State v. Jones

16 Kan. 608
CourtSupreme Court of Kansas
DecidedJuly 15, 1876
StatusPublished
Cited by19 cases

This text of 16 Kan. 608 (State v. Jones) is published on Counsel Stack Legal Research, covering Supreme Court of Kansas primary law. Counsel Stack provides free access to over 12 million legal documents including statutes, case law, regulations, and constitutions.

Bluebook
State v. Jones, 16 Kan. 608 (kan 1876).

Opinion

The opinion of the court was delivered by

Valentine, J.:

This was a criminal prosecution under §233 of the crimes-and-punishment act, (Gen. Stat. 369,) charging the defendant with defiling a female under eighteen years of age by carnally knowing her while she was confided to his care and protection. As we understand, the defendant [610]*610waives all objections to the proceedings of the court below, which if sustained would merely require a new trial, and asks that we shall decide the case upon such questions only as go to the very foundation of the present prosecution. This we shall do.
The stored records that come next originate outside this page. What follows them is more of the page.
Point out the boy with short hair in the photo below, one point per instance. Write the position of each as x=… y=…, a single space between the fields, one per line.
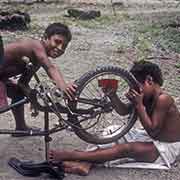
x=159 y=116
x=53 y=44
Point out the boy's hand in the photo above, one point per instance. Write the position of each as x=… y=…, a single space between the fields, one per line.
x=135 y=97
x=70 y=90
x=109 y=91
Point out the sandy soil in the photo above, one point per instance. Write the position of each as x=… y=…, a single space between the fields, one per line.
x=94 y=44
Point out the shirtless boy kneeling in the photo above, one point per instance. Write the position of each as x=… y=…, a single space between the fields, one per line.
x=158 y=115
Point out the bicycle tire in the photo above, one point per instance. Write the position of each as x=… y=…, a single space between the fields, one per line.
x=82 y=83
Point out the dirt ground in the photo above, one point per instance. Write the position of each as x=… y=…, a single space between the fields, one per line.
x=126 y=32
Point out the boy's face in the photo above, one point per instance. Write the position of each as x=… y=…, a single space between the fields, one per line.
x=56 y=45
x=147 y=87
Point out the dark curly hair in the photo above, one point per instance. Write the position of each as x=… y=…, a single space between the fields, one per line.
x=141 y=69
x=58 y=28
x=1 y=50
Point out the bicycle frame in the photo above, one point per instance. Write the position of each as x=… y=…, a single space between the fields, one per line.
x=46 y=132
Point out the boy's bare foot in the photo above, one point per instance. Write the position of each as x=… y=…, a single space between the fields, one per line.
x=57 y=155
x=74 y=167
x=33 y=129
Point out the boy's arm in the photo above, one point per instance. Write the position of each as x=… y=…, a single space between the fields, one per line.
x=120 y=107
x=154 y=123
x=53 y=72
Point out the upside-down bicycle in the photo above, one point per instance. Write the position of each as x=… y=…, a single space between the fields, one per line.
x=89 y=114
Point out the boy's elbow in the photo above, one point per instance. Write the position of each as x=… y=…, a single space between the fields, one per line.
x=153 y=132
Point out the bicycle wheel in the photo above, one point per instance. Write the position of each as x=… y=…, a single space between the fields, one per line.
x=105 y=125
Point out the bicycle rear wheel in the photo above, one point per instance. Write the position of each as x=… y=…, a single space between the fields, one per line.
x=106 y=125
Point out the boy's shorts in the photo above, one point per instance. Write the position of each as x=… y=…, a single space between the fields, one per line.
x=3 y=95
x=168 y=151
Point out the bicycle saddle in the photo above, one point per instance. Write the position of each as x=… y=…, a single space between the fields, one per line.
x=35 y=169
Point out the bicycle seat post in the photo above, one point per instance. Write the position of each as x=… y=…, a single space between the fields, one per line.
x=47 y=138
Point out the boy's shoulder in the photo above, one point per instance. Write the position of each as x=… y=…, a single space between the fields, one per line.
x=164 y=99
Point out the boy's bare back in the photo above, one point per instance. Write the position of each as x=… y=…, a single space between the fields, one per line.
x=169 y=131
x=16 y=51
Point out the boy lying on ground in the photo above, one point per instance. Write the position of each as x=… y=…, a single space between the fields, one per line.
x=159 y=116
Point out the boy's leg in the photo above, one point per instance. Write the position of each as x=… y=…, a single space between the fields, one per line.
x=140 y=151
x=75 y=167
x=18 y=112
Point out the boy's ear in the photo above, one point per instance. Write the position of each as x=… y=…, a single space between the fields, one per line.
x=149 y=79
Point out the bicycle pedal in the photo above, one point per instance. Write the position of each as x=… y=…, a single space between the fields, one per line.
x=70 y=129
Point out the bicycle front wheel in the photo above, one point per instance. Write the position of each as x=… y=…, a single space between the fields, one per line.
x=105 y=125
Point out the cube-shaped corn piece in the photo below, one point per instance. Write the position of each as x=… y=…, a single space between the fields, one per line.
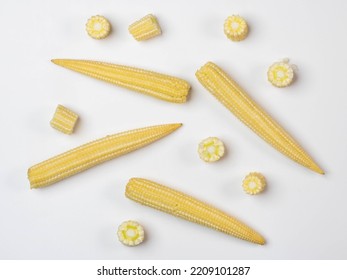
x=64 y=120
x=145 y=28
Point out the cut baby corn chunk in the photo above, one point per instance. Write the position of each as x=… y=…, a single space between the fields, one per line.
x=281 y=74
x=186 y=207
x=254 y=183
x=64 y=120
x=131 y=233
x=211 y=149
x=145 y=28
x=98 y=27
x=230 y=94
x=88 y=155
x=162 y=86
x=235 y=28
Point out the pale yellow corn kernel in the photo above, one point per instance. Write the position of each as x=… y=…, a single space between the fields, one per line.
x=186 y=207
x=64 y=120
x=131 y=233
x=98 y=27
x=211 y=149
x=254 y=183
x=234 y=98
x=88 y=155
x=145 y=28
x=161 y=86
x=235 y=28
x=281 y=74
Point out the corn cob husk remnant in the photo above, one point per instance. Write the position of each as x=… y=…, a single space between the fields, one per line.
x=88 y=155
x=234 y=98
x=186 y=207
x=158 y=85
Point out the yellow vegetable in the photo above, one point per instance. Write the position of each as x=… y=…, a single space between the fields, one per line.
x=186 y=207
x=98 y=27
x=162 y=86
x=64 y=120
x=281 y=74
x=131 y=233
x=254 y=183
x=88 y=155
x=211 y=149
x=235 y=28
x=145 y=28
x=230 y=94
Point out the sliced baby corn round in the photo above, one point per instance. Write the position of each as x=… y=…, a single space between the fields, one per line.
x=131 y=233
x=254 y=183
x=145 y=28
x=211 y=149
x=64 y=120
x=281 y=74
x=98 y=27
x=93 y=153
x=189 y=208
x=237 y=101
x=235 y=28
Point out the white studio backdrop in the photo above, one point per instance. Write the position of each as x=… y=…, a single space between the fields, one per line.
x=301 y=214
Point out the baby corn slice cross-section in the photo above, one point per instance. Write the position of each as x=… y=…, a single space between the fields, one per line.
x=186 y=207
x=158 y=85
x=145 y=28
x=88 y=155
x=230 y=94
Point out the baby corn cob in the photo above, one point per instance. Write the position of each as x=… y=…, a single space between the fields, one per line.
x=162 y=86
x=230 y=94
x=145 y=28
x=88 y=155
x=184 y=206
x=64 y=120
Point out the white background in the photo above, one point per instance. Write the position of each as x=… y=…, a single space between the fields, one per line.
x=301 y=214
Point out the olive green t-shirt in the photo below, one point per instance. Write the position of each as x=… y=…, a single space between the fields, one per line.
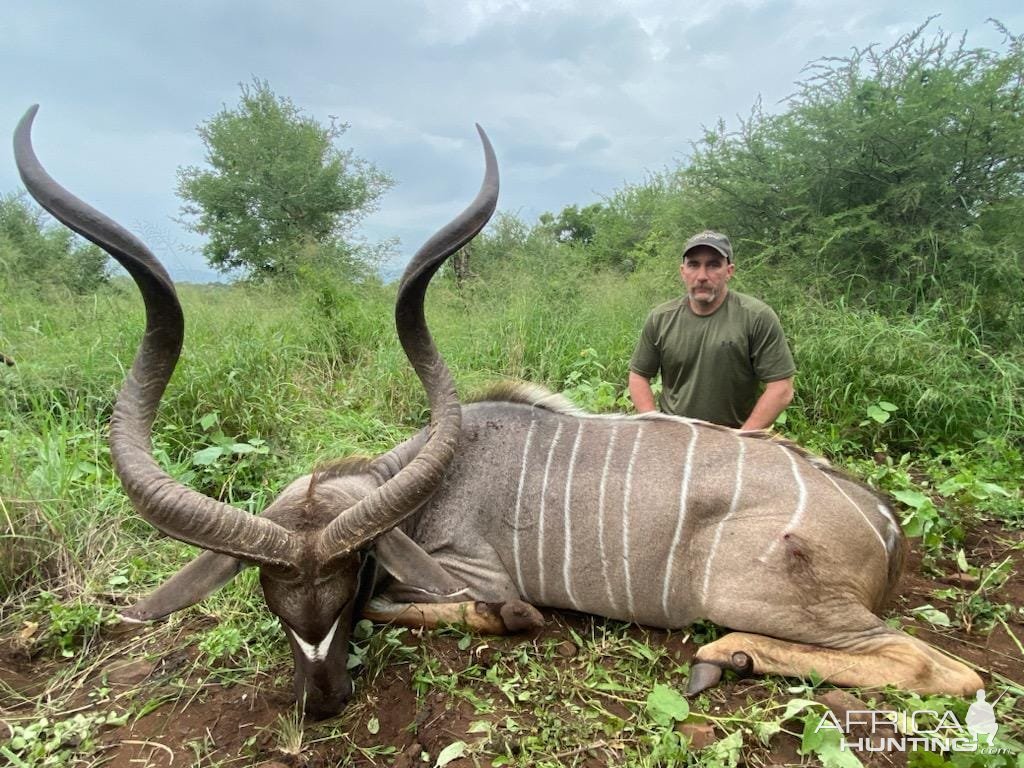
x=712 y=366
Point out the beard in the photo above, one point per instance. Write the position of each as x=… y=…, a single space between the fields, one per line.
x=708 y=295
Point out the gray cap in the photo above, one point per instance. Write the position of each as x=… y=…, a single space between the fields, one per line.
x=713 y=240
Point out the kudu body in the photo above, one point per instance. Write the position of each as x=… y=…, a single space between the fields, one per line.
x=523 y=500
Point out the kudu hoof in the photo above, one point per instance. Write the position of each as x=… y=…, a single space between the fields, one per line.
x=742 y=665
x=704 y=675
x=520 y=616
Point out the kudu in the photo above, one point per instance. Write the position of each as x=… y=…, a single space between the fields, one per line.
x=522 y=500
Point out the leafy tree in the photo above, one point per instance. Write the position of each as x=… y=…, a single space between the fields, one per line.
x=895 y=173
x=278 y=194
x=36 y=252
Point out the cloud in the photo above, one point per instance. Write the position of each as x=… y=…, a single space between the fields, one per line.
x=579 y=98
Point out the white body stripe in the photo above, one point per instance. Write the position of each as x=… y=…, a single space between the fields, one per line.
x=567 y=518
x=798 y=513
x=542 y=591
x=885 y=549
x=600 y=516
x=684 y=487
x=626 y=521
x=315 y=652
x=518 y=508
x=721 y=525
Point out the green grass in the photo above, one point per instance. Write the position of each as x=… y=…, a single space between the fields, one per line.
x=302 y=377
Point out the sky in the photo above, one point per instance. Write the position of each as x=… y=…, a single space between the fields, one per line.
x=579 y=98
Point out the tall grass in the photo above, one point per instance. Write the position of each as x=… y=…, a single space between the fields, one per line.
x=309 y=375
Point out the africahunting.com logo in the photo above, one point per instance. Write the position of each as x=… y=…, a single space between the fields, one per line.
x=897 y=730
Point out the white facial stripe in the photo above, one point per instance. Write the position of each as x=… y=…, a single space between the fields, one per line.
x=315 y=652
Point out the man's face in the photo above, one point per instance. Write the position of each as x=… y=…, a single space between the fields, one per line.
x=706 y=274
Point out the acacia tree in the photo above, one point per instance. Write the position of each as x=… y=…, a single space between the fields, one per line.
x=278 y=193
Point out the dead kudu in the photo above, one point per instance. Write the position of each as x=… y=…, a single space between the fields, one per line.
x=522 y=500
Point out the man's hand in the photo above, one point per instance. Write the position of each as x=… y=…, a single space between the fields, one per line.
x=641 y=393
x=772 y=401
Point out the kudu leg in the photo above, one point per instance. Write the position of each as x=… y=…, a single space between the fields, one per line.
x=885 y=657
x=486 y=619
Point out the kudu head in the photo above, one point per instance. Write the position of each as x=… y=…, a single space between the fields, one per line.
x=307 y=543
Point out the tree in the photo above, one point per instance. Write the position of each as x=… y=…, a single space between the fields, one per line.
x=34 y=251
x=892 y=174
x=278 y=193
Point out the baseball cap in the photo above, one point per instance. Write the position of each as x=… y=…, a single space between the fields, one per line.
x=713 y=240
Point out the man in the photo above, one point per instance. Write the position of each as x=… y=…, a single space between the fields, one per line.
x=713 y=347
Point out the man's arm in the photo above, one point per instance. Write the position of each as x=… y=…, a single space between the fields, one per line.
x=641 y=393
x=772 y=401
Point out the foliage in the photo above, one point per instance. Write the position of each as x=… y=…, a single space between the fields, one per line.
x=34 y=252
x=892 y=174
x=279 y=195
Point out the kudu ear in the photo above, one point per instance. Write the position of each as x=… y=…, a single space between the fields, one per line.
x=194 y=583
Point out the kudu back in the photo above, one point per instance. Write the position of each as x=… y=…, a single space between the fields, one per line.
x=522 y=500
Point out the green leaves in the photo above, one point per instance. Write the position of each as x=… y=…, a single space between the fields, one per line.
x=278 y=194
x=666 y=705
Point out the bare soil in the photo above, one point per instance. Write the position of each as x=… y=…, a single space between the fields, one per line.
x=246 y=723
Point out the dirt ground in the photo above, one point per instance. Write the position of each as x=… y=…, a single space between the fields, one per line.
x=246 y=723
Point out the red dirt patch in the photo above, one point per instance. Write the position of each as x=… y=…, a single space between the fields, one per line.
x=188 y=716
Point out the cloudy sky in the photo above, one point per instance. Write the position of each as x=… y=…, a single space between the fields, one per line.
x=579 y=97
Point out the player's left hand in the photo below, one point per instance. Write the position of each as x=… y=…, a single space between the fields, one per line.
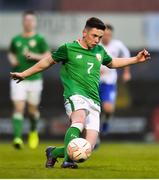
x=17 y=76
x=126 y=76
x=29 y=55
x=143 y=56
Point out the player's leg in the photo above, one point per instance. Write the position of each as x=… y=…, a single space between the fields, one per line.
x=76 y=108
x=108 y=98
x=18 y=97
x=77 y=123
x=34 y=89
x=92 y=125
x=91 y=137
x=34 y=115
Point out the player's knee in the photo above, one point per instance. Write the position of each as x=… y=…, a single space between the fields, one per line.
x=108 y=108
x=78 y=116
x=34 y=115
x=80 y=126
x=18 y=115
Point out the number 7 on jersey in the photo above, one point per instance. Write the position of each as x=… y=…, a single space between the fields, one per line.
x=90 y=66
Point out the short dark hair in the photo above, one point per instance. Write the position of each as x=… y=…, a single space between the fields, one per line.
x=29 y=12
x=109 y=27
x=94 y=22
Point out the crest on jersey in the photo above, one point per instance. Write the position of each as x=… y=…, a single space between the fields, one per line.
x=32 y=43
x=18 y=43
x=99 y=57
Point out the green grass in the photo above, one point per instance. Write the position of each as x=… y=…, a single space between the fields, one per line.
x=111 y=160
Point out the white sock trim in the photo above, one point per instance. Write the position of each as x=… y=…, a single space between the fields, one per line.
x=80 y=126
x=18 y=116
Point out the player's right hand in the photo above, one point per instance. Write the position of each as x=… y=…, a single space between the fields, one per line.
x=17 y=76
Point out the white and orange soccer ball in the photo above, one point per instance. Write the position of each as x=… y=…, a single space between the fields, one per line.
x=79 y=149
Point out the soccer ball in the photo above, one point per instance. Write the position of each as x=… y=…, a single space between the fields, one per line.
x=79 y=149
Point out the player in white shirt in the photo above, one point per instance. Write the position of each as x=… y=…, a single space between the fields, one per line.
x=108 y=87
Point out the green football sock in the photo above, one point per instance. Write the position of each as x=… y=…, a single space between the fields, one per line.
x=34 y=119
x=71 y=133
x=58 y=152
x=17 y=121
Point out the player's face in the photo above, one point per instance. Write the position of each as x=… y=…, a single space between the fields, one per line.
x=107 y=37
x=92 y=36
x=29 y=23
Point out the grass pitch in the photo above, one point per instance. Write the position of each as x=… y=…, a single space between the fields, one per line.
x=111 y=160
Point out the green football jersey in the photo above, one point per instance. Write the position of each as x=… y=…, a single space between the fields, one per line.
x=19 y=45
x=80 y=71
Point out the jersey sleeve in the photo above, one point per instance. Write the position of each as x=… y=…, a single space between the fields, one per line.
x=43 y=45
x=60 y=55
x=12 y=48
x=124 y=52
x=106 y=58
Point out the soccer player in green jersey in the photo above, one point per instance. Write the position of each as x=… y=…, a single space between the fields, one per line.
x=26 y=49
x=80 y=74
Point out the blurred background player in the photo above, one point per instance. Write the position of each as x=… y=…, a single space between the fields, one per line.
x=25 y=50
x=108 y=78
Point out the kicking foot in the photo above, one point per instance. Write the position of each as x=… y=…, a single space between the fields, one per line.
x=71 y=165
x=50 y=161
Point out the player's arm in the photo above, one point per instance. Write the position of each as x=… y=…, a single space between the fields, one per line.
x=142 y=56
x=12 y=54
x=12 y=59
x=43 y=64
x=35 y=56
x=125 y=53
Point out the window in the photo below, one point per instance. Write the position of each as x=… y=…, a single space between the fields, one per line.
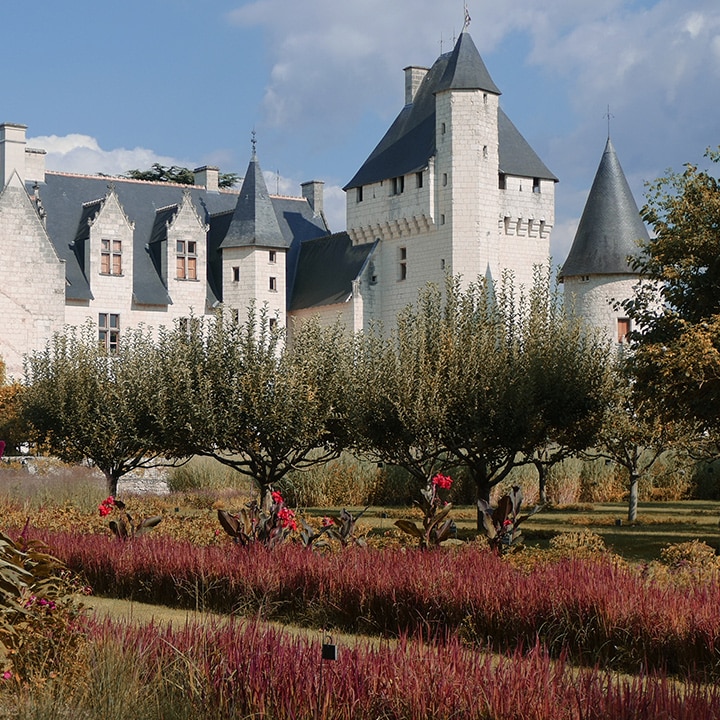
x=109 y=332
x=186 y=257
x=623 y=330
x=111 y=257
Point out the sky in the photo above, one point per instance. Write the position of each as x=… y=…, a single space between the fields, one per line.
x=113 y=86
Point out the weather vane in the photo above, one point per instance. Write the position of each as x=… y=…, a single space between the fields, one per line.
x=608 y=116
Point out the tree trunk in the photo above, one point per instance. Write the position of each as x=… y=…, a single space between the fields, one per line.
x=112 y=483
x=632 y=504
x=483 y=493
x=542 y=481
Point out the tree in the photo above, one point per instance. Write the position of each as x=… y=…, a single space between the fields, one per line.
x=676 y=308
x=84 y=404
x=479 y=377
x=177 y=174
x=634 y=435
x=568 y=368
x=396 y=401
x=236 y=391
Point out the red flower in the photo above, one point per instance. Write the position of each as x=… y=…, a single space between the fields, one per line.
x=442 y=481
x=287 y=518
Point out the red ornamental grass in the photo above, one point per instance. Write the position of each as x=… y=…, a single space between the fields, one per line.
x=281 y=678
x=593 y=610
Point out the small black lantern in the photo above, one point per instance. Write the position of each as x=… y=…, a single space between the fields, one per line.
x=329 y=649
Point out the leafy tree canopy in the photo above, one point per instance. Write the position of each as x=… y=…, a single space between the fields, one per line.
x=676 y=307
x=177 y=174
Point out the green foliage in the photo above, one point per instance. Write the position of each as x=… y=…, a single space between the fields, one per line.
x=177 y=174
x=83 y=404
x=236 y=391
x=676 y=309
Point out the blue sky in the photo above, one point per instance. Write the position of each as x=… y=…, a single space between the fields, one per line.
x=106 y=86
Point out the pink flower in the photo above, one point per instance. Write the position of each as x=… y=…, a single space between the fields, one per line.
x=442 y=481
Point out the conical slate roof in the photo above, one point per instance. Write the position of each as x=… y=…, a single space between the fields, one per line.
x=610 y=225
x=254 y=221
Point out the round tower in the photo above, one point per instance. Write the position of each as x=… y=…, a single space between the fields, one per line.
x=597 y=274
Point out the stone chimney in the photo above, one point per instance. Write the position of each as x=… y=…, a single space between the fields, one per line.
x=35 y=164
x=207 y=176
x=313 y=192
x=413 y=77
x=12 y=152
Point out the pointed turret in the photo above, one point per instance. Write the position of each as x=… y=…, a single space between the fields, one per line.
x=597 y=274
x=254 y=221
x=610 y=225
x=465 y=69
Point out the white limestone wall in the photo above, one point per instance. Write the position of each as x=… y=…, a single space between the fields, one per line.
x=467 y=177
x=255 y=270
x=593 y=297
x=384 y=212
x=32 y=280
x=524 y=226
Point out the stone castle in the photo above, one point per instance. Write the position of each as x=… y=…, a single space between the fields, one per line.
x=452 y=187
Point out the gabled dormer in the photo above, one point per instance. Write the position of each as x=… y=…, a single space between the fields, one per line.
x=178 y=247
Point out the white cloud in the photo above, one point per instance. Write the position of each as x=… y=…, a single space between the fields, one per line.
x=75 y=153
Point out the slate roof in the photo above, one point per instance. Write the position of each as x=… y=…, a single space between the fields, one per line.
x=410 y=142
x=326 y=269
x=610 y=225
x=70 y=200
x=254 y=221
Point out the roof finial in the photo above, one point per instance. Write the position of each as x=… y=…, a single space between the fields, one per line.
x=608 y=116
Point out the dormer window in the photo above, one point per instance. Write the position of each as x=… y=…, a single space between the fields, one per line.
x=111 y=257
x=186 y=260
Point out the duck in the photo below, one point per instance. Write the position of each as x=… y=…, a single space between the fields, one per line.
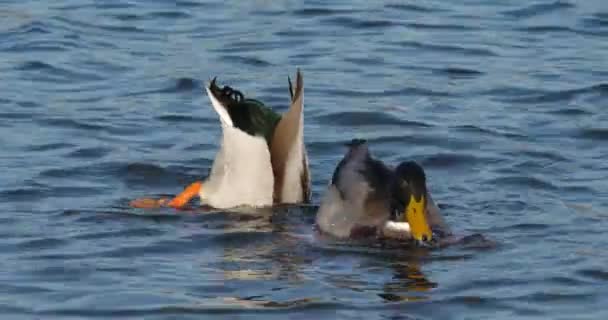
x=368 y=198
x=262 y=158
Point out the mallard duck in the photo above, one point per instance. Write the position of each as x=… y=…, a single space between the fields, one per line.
x=262 y=158
x=368 y=198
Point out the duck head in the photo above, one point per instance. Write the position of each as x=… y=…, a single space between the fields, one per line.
x=409 y=199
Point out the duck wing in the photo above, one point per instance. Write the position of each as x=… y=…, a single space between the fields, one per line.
x=358 y=199
x=288 y=152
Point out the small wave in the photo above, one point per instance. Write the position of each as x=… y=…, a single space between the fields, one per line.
x=191 y=4
x=90 y=153
x=496 y=133
x=446 y=27
x=169 y=14
x=450 y=160
x=411 y=7
x=546 y=29
x=120 y=234
x=54 y=74
x=251 y=61
x=449 y=48
x=408 y=91
x=538 y=9
x=41 y=244
x=316 y=12
x=49 y=146
x=598 y=20
x=69 y=124
x=595 y=133
x=460 y=72
x=524 y=182
x=178 y=85
x=563 y=95
x=362 y=118
x=184 y=118
x=595 y=274
x=356 y=23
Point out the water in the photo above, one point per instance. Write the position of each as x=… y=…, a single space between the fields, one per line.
x=503 y=102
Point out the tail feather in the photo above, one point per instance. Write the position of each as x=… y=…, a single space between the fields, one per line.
x=221 y=110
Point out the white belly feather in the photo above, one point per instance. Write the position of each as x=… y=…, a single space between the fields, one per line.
x=241 y=173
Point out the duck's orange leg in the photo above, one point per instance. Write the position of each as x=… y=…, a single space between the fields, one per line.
x=178 y=202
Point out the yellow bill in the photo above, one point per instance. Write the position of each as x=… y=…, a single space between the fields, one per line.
x=416 y=217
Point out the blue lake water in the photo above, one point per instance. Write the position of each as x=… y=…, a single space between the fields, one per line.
x=503 y=102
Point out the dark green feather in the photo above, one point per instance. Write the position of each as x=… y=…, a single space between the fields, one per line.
x=248 y=115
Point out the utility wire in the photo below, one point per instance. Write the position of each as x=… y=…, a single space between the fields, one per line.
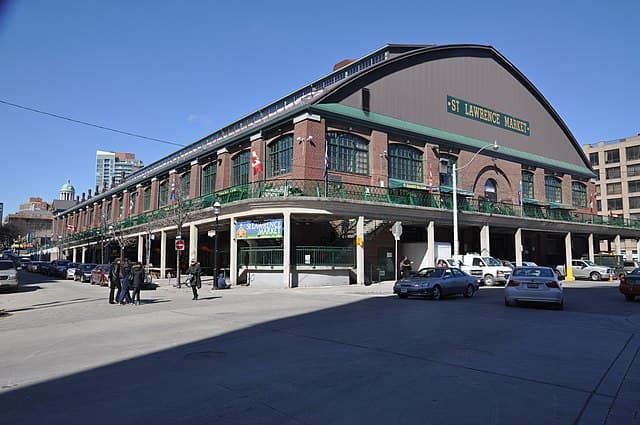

I. The defendant objects to the jurisdiction of the court below, and this he does upon the ground that on the first and original preliminary examination in the case he was discharged. It seems that the defendant had two preliminary examinations. On the first, he was discharged — on the second, he was held to answer in the district court. The question now is, whether the first preliminary examination was a bar to all further and subsequent proceedings for the same offense. We think it was not. One preliminary examination for a criminal offense is no bar to another preliminary examination for the same offense; nor is it any bar to a full prosecution for such offense, although, as in this case, the defendant may have been discharged on the first preliminary examination. A mere preliminary examination does not put the accused in jeopardy within the meaning of the constitution. (Const., Bill of Rights, § 10.)

II. The defendant claims that the information upon which he was tried does not state facts sufficient to constitute any offense. The information among other things states as follows: “That one William W. Jones, late of said county of McPherson, at the county of McPherson, in the state of Kansas, and within the jurisdiction of this [the district] court, on the 28th day of December 1875, did willfully, unlawfully and feloniously defile one Louisa Antoinette Holbrook, by carnally knowing her, she, the said Louisa Antoinette Holbrook then and there being a female under the age of eighteen years confided to the care and protection of the said William W. Jones by Rufus B. Holbrook and Adaline Holbrook, the father and mother of the said Louisa Antoinette Holbrook.” The objections urged against said information are as follows: 1st, The information does not allege that the said father and mother of the said Louisa Antoinette were [611]*611her natural guardians, or had authority to confide her to the care and custody of said defendant Jones. 2d, Nor does the information allege that Jones knew that said Louisa Antoinette was under eighteen years of age.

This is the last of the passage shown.